Greenspan & The S&P
“In the U.S. stock market, EPS this year may be nearly 30% above 2007’s level, yet share prices are just over 10% higher than 2007’s peak.” taken from a private banking report.
What a nice way to look at it because that is how Alan Greenspan feels as well.
In an interview on Bloomberg and CNBC, Greenspan voiced that stock prices are barely above their 2007 levels and have more momentum to the upside which is absolutely true using most traditional methods of analysis such as P/E ratios.
The fact is this.
“the S&P 500 has now rallied 59% over a period of 515 trading days since Oct. 3, 2011, without logging a 10% decline from a high”
This is not the first or the longest time it has done so. The longest bull streak without a 10% correction was between Oct 1990 and Oct 1997 for 1,767 days ! So we could have another 5 years to go before a significant correction.

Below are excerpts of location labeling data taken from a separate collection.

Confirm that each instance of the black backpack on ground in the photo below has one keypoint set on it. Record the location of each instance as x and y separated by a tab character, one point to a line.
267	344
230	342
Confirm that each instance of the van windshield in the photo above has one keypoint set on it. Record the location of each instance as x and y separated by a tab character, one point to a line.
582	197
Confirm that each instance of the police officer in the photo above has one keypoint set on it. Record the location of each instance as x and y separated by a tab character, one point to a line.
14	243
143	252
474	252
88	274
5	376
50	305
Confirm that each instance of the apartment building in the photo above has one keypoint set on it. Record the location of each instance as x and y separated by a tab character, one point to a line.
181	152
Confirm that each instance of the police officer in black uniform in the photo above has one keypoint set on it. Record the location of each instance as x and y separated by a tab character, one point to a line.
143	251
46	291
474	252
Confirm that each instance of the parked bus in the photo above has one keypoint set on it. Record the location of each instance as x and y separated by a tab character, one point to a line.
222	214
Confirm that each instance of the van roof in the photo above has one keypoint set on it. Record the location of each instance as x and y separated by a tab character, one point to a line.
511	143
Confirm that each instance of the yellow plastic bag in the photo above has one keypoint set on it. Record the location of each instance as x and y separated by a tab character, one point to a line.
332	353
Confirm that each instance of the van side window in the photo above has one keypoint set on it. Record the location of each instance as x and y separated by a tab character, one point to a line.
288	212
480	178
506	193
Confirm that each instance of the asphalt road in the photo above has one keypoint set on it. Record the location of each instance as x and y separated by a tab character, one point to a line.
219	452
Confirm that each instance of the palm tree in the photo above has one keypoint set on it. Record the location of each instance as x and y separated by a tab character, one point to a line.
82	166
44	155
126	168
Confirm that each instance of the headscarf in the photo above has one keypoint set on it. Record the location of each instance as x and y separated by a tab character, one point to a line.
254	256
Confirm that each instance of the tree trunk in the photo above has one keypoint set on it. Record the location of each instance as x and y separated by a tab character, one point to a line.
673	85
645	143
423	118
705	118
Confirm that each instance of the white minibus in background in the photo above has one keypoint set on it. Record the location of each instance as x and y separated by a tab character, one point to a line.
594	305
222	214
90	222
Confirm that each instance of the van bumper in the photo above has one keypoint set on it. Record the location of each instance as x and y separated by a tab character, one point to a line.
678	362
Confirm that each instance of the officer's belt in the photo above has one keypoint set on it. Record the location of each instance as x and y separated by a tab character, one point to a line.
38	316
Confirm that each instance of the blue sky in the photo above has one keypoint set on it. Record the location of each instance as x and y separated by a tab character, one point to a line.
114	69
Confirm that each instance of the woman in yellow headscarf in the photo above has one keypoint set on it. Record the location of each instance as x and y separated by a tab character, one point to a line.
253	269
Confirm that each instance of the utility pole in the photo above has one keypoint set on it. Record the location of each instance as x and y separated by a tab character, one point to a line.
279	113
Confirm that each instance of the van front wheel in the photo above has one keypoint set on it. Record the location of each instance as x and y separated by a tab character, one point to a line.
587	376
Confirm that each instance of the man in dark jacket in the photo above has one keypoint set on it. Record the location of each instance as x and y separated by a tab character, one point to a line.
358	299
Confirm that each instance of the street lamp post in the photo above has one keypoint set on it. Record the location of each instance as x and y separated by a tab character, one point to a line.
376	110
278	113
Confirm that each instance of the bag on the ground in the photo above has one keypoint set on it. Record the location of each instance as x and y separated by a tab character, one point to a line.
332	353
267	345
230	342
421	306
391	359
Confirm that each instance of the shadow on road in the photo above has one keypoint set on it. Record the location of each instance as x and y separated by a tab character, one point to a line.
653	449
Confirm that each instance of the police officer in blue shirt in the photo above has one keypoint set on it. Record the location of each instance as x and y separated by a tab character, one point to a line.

Earnings have been good but revenues not. Only 38% of S&P 500 companies have revenues beating expectations compared to the historical average of 46%.
Which means 1 thing.
Earnings are coming from cost cutting efforts or from funding/leverage costs that is CHEAP due to experimental monetary policy.
And JP Morgan shows that you can still have good earnings from fraud, pay fines and still have good earnings above the EBITA line and the rally goes on.
Muddy Waters going after China’s NQ Mobile Inc this time and I wonder who will go after Greenspan ?
There was once a man named Greenspan
Who said there was no bubble
8 years down and he’s still around
Trying to stir up more trouble
PS : Greenspan’s new book, The Map and the Territory, which I have yet to read admits he was wrong about the markets, omitting to consider “fear” and “euphoria”.